Saturday 9 October 2021

The Southern Taurid Meteors.

The Southern Taurid Meteor Shower is expected to peak on Sunday 10 October 2021, the first of two overlapping meteor showers associated with the constellation of Taurus, the second being the Northern Taurids which will peak on Friday 12 November. The showers take their name from the constellation of Taurus, where their radiant point (the point from which they appear to radiate) can be found. At peak activity this meteor shower only produced about five meteors per hour, however, they are typically quite bright and therefore relatively easy to spot, and since the shower occurs shortly after the New Moon on 6 October, viewing should be fairly good this year.

 
The radiant points of the Southern and Northern Taurid meteor showers.
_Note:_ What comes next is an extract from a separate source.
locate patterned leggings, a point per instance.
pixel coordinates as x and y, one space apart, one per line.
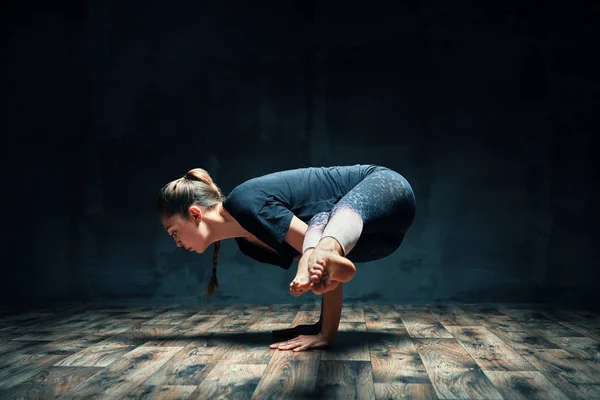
371 220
EarthSky.

Meteor showers are thought to be largely composed of material from the tails of comets. Comets are composed largely of ice (mostly water and carbon dioxide), and when they fall into the inner Solar System the outer layers of this boil away, forming a visible tail (which always points away from the Sun, not in the direction the comet is coming from, as our Earth-bound experience would lead us to expect). Particles of rock and dust from within the comet are freed by this melting (strictly sublimation, transforming directly from a solid to a gas due to the low pressure on it's surface) of the comet into the tail and continue to orbit in the same path as the comet, falling behind over time. 

 
The Earth passing through a stream of comet dust, resulting in a meteor shower. Not to scale. Astro Bob.

The Southern Taurid Meteor Shower is caused by the Earth passing through the trail of Comet 2P/Encke, this is particularly spread out, so that the Earth takes several weeks to pass through it. This is thought to be because Encke is a remnant of a much larger Comet, which has broken up over the past 20 000 to 30 000 years, giving a long, spread-out debris stream.

 
How the passage of the Earth through a meteor shower creates a radiant point from which they can be observed. In The Sky.
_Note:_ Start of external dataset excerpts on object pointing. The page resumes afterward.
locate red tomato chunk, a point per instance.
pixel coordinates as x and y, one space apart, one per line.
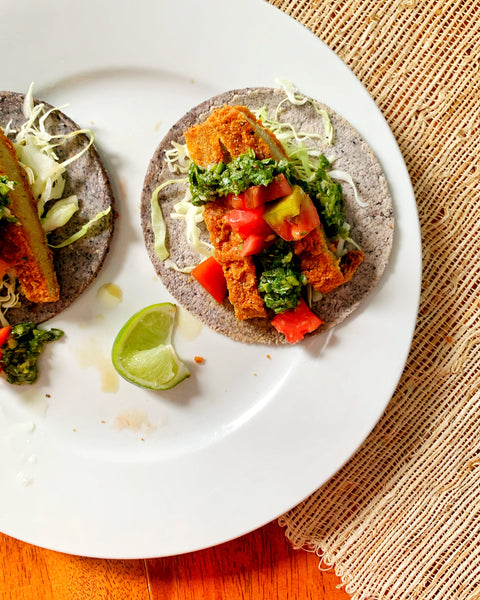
295 324
248 222
209 274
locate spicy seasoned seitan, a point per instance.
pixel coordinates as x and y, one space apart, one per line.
242 282
25 240
227 133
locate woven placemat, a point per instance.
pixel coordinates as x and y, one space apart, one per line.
401 520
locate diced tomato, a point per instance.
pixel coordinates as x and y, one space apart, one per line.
306 221
236 201
249 222
4 334
253 244
294 216
209 274
278 188
256 195
296 323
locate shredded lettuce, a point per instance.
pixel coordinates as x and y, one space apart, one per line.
60 213
177 158
158 222
36 151
83 230
9 295
192 215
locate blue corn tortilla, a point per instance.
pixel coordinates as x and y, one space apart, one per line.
372 227
78 264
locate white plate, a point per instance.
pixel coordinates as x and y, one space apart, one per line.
122 472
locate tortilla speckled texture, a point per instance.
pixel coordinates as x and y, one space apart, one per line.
78 264
371 226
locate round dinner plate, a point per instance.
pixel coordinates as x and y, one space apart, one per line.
92 465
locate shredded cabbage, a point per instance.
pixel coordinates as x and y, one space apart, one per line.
192 215
36 147
9 295
83 230
158 222
178 160
299 146
60 213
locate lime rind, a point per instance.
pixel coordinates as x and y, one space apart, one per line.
143 353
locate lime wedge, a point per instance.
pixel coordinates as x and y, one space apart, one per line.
142 352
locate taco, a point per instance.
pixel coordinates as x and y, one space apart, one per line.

Comet 2P/Encke was first observed by French astronomer Pierre Méchain in 1786, but gets its name from the German astronomer Johann Franz Encke, who calculated its orbit in 1818. The designation 2/ implies that it was the second Periodic Comet (comet with an orbital period of less than 200 years) ever discovered.

 
Composite image of Comet 2P/Encke made from six 60-second exposures taken with the 16"-f/35 Tenagra III robotic telescope at Tenagra Observatories in Arizona on 21 February 2017. Gianluca Masi/Virtual Telescope/Michael Schwartz/Tenagra Observatories.

Comet 2P/Encke completes one orbit every 1204 days (3.3 years) on an eccentric orbit tilted at 11.8° to the plane of the Solar System, that takes it from 0.34 AU from the Sun (34% of the average distance at which the Earth orbits the Sun, and inside the orbit of the planet Mercury) to 4.09 AU from the Sun (4.09 times as far from the Sun as the Earth, considerably more than twice the distance at which the planet Mars orbits the Sun).  As a comet with an orbital period of less than 200 years 2P/Encke is considered to be a Periodic Comet; it also gives its name to the Encke Group of Comets, which have orbits entirely within that of Jupiter.

 
The calculated orbit and current position of 2P/Encke. JPL Small Body Database.